Amelia: You came here because you wanted my help.
Sullivan: For my pain. I was hoping you could help me treat my pain before it becomes a problem.
Amelia: Becomes a problem?
Sullivan: I’m not an addict.
Amelia: You are using drugs just to get through the morning. You are stealing. You OD’d. I’ve been where you are Robert.
Sullivan: I doubt it.
Amelia: Which story do you want to hear? The one where I stole my brother’s prescription pad so that I could get high? Or the one about the man I loved OD’ing in bed next to me while I was too high to notice? Take a sick morning, because you’re sick Robert, because you almost died because you do not want to live the way you are living. Because you went from one problem -- pain -- to two problems -- pain and drugs -- to three problems -- pains and drugs and lies. And this road is long, and it is terrible, and it ends with the people that you love hurt and you dead. And you are the only person who can stop that from happening.

Station 19 Season 3 Quotes

Sullivan: Look, Andy I didn’t mean to hurt you. I would like it if … Hasn’t it been long enough? Can’t we be friends? Look, a relationship between us is against the rules.
Andy: Yeah, I understand the rules Robert, but you broke a lot of them.
Sullivan: I know.
Andy: You know it’s not just against the rules to have sex with your subordinates; it’s also against the rules to throw them longing glances. It’s against the rules to let your hands linger, to let your eyes wander.
Sullivan: Oh, you’re just saying I harassed you.
Andy: I’m just saying you fell in love with me, which is also specifically against the rules.

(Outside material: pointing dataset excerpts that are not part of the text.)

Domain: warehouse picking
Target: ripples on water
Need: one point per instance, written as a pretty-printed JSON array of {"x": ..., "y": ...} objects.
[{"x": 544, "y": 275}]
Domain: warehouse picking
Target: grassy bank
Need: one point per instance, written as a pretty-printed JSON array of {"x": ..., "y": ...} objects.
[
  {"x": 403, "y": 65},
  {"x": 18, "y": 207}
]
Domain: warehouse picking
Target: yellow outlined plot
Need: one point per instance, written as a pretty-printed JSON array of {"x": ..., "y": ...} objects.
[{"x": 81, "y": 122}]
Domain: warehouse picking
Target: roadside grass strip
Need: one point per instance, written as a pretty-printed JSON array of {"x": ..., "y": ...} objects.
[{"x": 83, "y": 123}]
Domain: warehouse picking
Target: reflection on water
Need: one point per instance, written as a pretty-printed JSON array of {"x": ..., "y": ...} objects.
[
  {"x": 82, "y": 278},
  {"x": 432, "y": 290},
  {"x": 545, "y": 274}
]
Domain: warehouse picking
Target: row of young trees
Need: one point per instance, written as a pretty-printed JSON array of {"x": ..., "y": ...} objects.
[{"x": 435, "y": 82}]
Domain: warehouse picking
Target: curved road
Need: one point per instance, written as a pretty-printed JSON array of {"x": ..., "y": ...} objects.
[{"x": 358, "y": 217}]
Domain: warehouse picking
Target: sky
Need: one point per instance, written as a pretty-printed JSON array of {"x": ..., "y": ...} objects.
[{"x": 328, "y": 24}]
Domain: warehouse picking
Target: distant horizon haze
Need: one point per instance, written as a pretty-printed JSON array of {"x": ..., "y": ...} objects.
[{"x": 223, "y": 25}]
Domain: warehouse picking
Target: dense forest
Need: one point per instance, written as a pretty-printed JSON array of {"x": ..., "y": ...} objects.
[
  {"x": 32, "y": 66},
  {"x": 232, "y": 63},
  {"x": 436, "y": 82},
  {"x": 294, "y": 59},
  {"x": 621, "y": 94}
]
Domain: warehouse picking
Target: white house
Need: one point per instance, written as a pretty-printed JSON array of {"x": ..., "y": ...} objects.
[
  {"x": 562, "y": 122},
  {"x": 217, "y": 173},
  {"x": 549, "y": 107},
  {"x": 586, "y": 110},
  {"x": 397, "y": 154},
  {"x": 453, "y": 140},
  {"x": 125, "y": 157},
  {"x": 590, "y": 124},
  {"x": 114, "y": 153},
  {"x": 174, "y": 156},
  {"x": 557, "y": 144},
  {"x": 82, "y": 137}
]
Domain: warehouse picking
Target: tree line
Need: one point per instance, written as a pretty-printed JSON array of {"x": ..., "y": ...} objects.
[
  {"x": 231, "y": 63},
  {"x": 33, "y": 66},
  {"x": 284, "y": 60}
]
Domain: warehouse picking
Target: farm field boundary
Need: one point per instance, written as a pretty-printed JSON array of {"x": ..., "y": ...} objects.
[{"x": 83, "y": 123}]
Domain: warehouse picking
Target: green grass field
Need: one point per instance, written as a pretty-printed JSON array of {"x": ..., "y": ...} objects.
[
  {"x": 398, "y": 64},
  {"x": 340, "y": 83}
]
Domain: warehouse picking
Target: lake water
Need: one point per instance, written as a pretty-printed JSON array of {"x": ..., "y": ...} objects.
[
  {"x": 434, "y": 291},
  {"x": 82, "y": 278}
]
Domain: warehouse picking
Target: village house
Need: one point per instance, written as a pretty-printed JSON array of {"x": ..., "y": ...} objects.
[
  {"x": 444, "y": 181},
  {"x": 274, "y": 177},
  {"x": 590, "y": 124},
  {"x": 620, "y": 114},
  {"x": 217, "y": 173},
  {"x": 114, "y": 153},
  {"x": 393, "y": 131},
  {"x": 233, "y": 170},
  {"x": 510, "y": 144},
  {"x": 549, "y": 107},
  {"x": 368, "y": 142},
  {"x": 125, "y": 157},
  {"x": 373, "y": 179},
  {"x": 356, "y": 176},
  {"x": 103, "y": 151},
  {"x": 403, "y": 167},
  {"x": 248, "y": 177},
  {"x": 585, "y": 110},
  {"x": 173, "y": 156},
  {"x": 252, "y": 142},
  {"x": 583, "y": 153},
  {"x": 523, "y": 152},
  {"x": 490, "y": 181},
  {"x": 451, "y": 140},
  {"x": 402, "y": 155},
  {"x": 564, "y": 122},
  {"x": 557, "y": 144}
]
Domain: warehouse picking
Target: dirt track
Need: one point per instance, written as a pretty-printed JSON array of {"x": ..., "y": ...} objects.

I’m saying I fell in love with you, and you did nothing to discourage it.

Vic: Hey lover, sorry, I’m on a call. Car plowed into Joe’s Bar. Gotta make it quick.
Jackson: Yeah, I’m in the bar.
Vic: That’s not funny.
Jackson: No, it’s really not.
Vic: OK, well, I buried a man I loved not all that long ago, so catastrophe humor isn’t really my thing.
Jackson: And yet I remain in the bar.